I'm not sure that makes sense, from the airline's perspective.

If you bought a ticket NY-LA, you essentially bought two seats; NY-Chicago and Chicago-LA.

If you bail in Chicago, then their desire to have been able to sell the Chicago-LA seat doesn't mean they wanted to sell the seat twice - they would just rather have sold the NY-Chicago and the Chicago-LA seats on separate tickets, for a higher price on both seats.

And yes, there's all sorts of collateral issues - both positive and negative. I'm sure the same applies when I buy a roundtrip ticket from B to A and back to B when I just want to go from A to B, because the roundtrip ends up being much cheaper than the one-way (intercontinental flight, early 2000's - no idea if it's still the case as I haven't been in a situation lately where that would present itself as a necessity)

Comment Re:'Hidden city' explanation (Score 1) 126

I'm just paraphrasing the articles (had to click-through some). The first article summarizes it thus:

The âoehidden cityâ ticketing technique involves buying an airline ticket between two cities with a connection, but ditching the rest of the trip.

Which very much sounds like buying a ticket A-C, then getting off the plane after A-B and essentially discarding B-C.

That's very much different from buying tickets A-B and A-C separately with a price that's cheaper than buying a ticket A-C.

I don't know if both are colloquially called 'hidden city' or whether one of the two is termed incorrectly.

Comment 'Hidden city' explanation (Score 5, Informative) 126

Wouldn't have hurt to put this in the summary - who RTFA?

Say you want to fly from NY to Chicago, and that'd cost $300. You can also get a ticket from NY to LA, and that'd cost $250. The catch? That flight from NY to LA also lands in Chicago.
So if you wanted to go from NY to Chicago, you'd be better off buying the NY to LA ticket instead, saving $50.

The airlines don't like this, because if you book NY to LA, they can no longer sell the Chicago to LA seat (except at last minute rates or more often push standby passengers onto that flight) that might normally be $150. So not only are they out $50 on you, they're potentially out an additional $150 on the unsold seat.
( They save a few $ in fuel consumption, food and beverages, etc. )
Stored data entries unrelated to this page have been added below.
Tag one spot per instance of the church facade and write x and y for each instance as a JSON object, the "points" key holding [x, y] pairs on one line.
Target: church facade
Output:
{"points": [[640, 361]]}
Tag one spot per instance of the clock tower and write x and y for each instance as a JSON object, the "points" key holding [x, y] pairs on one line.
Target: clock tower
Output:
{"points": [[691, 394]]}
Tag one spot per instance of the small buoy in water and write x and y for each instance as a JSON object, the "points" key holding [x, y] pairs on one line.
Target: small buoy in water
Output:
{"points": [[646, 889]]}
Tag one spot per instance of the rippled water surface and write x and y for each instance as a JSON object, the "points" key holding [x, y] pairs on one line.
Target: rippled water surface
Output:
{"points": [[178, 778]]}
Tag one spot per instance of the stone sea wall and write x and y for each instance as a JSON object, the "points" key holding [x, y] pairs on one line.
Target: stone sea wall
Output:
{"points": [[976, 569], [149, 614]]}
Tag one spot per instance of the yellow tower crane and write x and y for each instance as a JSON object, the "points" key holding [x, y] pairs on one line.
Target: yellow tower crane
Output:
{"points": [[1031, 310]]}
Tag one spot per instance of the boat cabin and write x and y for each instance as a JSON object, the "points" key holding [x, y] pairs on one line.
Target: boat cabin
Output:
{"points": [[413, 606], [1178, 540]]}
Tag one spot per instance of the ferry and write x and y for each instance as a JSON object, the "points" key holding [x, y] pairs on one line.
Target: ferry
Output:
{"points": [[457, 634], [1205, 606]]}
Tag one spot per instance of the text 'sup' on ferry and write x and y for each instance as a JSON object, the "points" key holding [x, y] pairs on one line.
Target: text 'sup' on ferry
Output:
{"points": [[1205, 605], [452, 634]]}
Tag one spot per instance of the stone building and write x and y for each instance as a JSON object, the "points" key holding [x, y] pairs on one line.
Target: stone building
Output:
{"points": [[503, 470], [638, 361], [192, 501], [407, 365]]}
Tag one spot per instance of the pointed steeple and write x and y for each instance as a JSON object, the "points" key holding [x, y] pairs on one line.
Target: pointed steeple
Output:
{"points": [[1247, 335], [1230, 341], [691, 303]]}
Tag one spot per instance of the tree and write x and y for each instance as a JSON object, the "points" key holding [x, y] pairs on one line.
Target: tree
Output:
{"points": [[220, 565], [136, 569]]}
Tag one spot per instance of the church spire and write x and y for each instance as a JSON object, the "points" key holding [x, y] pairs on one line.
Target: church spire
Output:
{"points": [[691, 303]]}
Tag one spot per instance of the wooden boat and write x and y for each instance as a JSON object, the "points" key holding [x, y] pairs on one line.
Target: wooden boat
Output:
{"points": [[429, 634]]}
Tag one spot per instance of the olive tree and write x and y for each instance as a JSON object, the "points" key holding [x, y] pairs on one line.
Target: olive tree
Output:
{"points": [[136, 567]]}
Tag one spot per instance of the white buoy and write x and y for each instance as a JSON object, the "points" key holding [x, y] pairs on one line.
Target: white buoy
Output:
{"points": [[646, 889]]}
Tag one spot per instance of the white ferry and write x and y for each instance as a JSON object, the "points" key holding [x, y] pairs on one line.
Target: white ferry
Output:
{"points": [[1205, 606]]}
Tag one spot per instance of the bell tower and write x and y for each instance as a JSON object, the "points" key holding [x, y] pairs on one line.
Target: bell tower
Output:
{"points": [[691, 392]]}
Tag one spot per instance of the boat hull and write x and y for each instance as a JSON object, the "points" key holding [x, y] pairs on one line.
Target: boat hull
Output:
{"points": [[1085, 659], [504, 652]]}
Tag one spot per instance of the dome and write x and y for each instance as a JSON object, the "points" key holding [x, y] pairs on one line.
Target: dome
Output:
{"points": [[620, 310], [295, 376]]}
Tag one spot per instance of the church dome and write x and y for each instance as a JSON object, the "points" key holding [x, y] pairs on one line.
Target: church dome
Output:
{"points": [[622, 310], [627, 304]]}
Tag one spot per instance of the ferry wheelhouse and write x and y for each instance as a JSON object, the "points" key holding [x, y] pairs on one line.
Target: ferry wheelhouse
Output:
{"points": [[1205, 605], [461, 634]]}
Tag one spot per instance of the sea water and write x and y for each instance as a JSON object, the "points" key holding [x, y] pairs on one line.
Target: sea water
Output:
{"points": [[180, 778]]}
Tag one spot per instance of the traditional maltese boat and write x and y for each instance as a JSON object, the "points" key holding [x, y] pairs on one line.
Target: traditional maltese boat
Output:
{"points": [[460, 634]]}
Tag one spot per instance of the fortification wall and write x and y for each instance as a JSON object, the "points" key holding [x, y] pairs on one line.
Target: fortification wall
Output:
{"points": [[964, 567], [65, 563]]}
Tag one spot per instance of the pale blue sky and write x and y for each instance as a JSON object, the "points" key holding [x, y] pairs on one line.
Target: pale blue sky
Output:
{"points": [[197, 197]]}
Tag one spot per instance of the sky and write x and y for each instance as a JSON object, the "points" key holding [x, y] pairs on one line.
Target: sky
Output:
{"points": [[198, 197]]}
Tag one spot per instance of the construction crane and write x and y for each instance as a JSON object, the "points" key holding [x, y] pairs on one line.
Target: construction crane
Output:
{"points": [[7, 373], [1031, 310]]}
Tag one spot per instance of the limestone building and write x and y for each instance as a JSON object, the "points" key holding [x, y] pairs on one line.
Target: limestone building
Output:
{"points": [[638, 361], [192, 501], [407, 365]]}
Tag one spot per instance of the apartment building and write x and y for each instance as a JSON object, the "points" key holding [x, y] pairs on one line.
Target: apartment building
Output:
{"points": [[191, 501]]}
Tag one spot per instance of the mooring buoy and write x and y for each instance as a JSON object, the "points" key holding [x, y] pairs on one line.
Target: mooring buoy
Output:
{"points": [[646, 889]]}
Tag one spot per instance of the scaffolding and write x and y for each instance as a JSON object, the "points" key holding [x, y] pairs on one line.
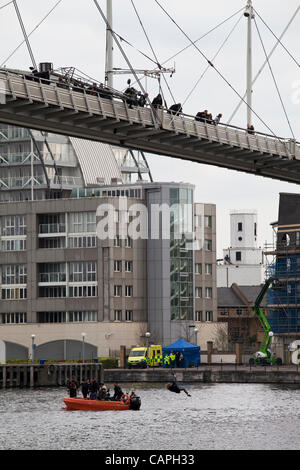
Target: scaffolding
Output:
{"points": [[284, 296]]}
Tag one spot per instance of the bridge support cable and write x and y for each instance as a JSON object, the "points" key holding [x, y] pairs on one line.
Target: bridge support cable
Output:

Presumably the solution would be to not make part-flights more expensive than full-flights to begin with, but I'm sure the bean counters worked out that this is still the more profitable route for them.

As for headline - yeah, it's only tossed out because it's the wrong venue.. there's really no winner or loser, other than the courts who wasted time on a case that they apparently shouldn't have spent any time on at all.

Comment Re:MORE BLOAT! (Score 1) 81

Tell that to Apple who have bundled far more stuff with OS X (not so much on the driver front, thanks to building their own hardware) than Microsoft ever has with Windows - even before they were forced to remove parts - and whose users are quite happy that it includes everything and the kitchen sink.

You may never use iMovie, for example, but there it is, included with your Mac, whether you like it or not.

For those who much prefer a lean OS, there's always Arch.